CN112187850B - Remote control system and control method based on OPC protocol - Google Patents

Abstract

The invention discloses a remote control system and a remote control method based on an OPC protocol, which comprise an OPC client, an OPC middleware, an OPC server and bottom hardware. The method is based on OPC technology, adopts a remote updating method, facilitates a manager to manage a plurality of bottom layer hardware simultaneously, can update the formula of the OPC client to the application program OPC middleware in a server/client mode, and simultaneously uploads various data of the current bottom layer hardware by the application program OPC middleware at regular time, thereby facilitating remote checking of the current equipment condition.

Description

Remote control system and control method based on OPC protocol

Technical Field

The invention relates to the field of equipment management, in particular to a remote control system and a remote control method based on an OPC (OLE for process control) protocol.

Background

An OPC Unified Architecture (OPC Unified Architecture, abbreviated as OPC ua) is a protocol independent of an operating platform, has reliable data communication and security mechanisms, and defines various data nodes of a device as objects to describe complex processes and systems to support complex data structures of the device.
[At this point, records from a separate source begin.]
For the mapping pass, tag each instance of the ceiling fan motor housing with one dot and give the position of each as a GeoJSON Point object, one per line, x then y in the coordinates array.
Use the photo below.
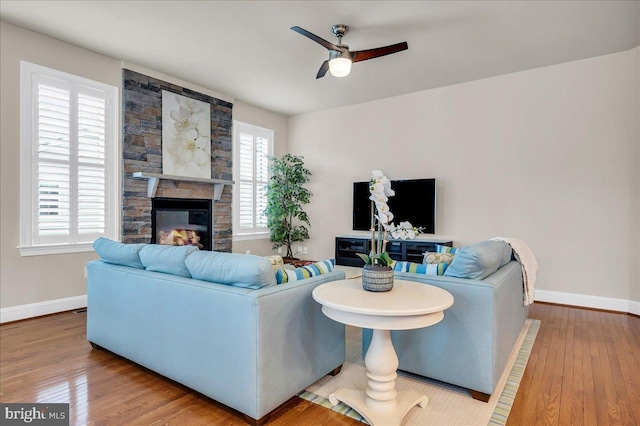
{"type": "Point", "coordinates": [339, 30]}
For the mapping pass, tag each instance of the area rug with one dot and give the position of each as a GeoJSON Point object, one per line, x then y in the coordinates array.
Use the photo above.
{"type": "Point", "coordinates": [448, 404]}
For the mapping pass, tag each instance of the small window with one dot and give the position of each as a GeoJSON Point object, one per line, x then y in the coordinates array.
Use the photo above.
{"type": "Point", "coordinates": [68, 148]}
{"type": "Point", "coordinates": [253, 146]}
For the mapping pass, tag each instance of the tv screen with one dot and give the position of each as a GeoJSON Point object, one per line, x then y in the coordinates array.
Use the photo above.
{"type": "Point", "coordinates": [414, 201]}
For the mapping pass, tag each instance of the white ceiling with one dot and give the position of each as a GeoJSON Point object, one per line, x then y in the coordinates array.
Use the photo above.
{"type": "Point", "coordinates": [246, 49]}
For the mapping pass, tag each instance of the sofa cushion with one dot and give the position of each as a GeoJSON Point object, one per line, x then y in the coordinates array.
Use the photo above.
{"type": "Point", "coordinates": [318, 268]}
{"type": "Point", "coordinates": [421, 268]}
{"type": "Point", "coordinates": [445, 249]}
{"type": "Point", "coordinates": [118, 253]}
{"type": "Point", "coordinates": [432, 257]}
{"type": "Point", "coordinates": [478, 261]}
{"type": "Point", "coordinates": [276, 261]}
{"type": "Point", "coordinates": [167, 259]}
{"type": "Point", "coordinates": [239, 270]}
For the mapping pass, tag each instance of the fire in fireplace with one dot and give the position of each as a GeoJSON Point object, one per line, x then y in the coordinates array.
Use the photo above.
{"type": "Point", "coordinates": [182, 222]}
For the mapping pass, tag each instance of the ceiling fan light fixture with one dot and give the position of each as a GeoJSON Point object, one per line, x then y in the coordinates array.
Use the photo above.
{"type": "Point", "coordinates": [340, 67]}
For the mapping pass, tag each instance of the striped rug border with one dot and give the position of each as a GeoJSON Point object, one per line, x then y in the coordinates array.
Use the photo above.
{"type": "Point", "coordinates": [505, 402]}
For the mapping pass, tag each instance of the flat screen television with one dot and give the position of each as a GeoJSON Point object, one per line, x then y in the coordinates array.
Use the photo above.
{"type": "Point", "coordinates": [414, 201]}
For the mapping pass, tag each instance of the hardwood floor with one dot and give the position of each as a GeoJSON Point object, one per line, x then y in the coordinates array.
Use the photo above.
{"type": "Point", "coordinates": [584, 369]}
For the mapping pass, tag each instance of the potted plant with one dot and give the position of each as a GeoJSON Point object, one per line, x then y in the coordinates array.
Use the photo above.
{"type": "Point", "coordinates": [286, 196]}
{"type": "Point", "coordinates": [377, 274]}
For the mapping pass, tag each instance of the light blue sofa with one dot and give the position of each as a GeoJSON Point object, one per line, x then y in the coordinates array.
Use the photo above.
{"type": "Point", "coordinates": [247, 343]}
{"type": "Point", "coordinates": [471, 345]}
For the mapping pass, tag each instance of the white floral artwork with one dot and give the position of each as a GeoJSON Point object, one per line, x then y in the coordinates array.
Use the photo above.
{"type": "Point", "coordinates": [186, 136]}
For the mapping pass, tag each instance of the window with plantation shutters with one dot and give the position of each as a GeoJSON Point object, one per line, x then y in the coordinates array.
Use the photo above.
{"type": "Point", "coordinates": [253, 146]}
{"type": "Point", "coordinates": [68, 156]}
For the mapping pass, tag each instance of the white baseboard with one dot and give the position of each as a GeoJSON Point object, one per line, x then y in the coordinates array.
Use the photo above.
{"type": "Point", "coordinates": [586, 301]}
{"type": "Point", "coordinates": [31, 310]}
{"type": "Point", "coordinates": [15, 313]}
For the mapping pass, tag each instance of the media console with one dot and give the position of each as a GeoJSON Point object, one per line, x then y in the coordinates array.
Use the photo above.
{"type": "Point", "coordinates": [403, 250]}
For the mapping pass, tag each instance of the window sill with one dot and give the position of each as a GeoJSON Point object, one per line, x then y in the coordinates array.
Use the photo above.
{"type": "Point", "coordinates": [55, 249]}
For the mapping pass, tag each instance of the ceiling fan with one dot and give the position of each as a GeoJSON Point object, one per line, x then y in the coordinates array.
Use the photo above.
{"type": "Point", "coordinates": [340, 58]}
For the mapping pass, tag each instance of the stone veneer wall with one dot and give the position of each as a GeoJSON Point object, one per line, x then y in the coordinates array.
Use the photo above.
{"type": "Point", "coordinates": [142, 152]}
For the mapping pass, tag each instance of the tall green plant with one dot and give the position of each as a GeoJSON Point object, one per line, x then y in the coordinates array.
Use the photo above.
{"type": "Point", "coordinates": [286, 196]}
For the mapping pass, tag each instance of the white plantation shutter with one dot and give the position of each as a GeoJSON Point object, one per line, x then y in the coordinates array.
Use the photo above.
{"type": "Point", "coordinates": [253, 147]}
{"type": "Point", "coordinates": [68, 140]}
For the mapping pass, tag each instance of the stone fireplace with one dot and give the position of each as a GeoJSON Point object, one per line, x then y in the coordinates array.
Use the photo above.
{"type": "Point", "coordinates": [142, 154]}
{"type": "Point", "coordinates": [182, 222]}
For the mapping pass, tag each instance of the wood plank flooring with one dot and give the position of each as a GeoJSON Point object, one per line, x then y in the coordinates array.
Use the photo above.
{"type": "Point", "coordinates": [584, 369]}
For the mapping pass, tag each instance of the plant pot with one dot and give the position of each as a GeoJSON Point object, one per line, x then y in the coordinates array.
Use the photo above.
{"type": "Point", "coordinates": [377, 278]}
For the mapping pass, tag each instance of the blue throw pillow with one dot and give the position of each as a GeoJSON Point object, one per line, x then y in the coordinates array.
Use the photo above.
{"type": "Point", "coordinates": [239, 270]}
{"type": "Point", "coordinates": [167, 259]}
{"type": "Point", "coordinates": [445, 249]}
{"type": "Point", "coordinates": [478, 261]}
{"type": "Point", "coordinates": [315, 269]}
{"type": "Point", "coordinates": [421, 268]}
{"type": "Point", "coordinates": [118, 253]}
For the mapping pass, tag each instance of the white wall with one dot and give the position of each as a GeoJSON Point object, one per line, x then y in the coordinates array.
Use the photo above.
{"type": "Point", "coordinates": [550, 156]}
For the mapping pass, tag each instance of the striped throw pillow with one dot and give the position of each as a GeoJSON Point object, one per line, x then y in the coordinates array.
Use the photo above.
{"type": "Point", "coordinates": [445, 249]}
{"type": "Point", "coordinates": [421, 268]}
{"type": "Point", "coordinates": [286, 275]}
{"type": "Point", "coordinates": [431, 257]}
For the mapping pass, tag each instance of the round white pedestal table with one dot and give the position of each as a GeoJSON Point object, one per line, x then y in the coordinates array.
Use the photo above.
{"type": "Point", "coordinates": [408, 305]}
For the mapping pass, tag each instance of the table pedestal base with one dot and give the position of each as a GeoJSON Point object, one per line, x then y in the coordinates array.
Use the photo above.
{"type": "Point", "coordinates": [406, 400]}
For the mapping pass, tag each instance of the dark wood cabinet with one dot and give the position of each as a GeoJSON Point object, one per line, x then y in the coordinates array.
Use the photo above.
{"type": "Point", "coordinates": [407, 250]}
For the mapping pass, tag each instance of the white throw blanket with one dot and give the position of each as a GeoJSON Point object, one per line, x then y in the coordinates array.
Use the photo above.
{"type": "Point", "coordinates": [528, 263]}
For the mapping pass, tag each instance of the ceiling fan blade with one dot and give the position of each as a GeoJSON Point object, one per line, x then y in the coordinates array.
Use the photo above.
{"type": "Point", "coordinates": [363, 55]}
{"type": "Point", "coordinates": [323, 69]}
{"type": "Point", "coordinates": [317, 39]}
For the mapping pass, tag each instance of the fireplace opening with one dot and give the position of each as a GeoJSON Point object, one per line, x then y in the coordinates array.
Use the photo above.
{"type": "Point", "coordinates": [182, 222]}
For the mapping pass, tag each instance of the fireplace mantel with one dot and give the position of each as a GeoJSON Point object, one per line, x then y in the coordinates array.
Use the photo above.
{"type": "Point", "coordinates": [154, 179]}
In industrial production, most machine tool operators do not have professional numerical control knowledge, and management control is usually required by a manager. A manager may need to manage multiple devices at the same time, and the working efficiency is greatly improved by having a set of complete remote management system. Remote management can change the current recipe, set up a knife patch, and so on.

Disclosure of Invention

An object of the present invention is to provide a remote control system and a control method based on OPC protocol, which solves one or more of the above-mentioned problems of the prior art.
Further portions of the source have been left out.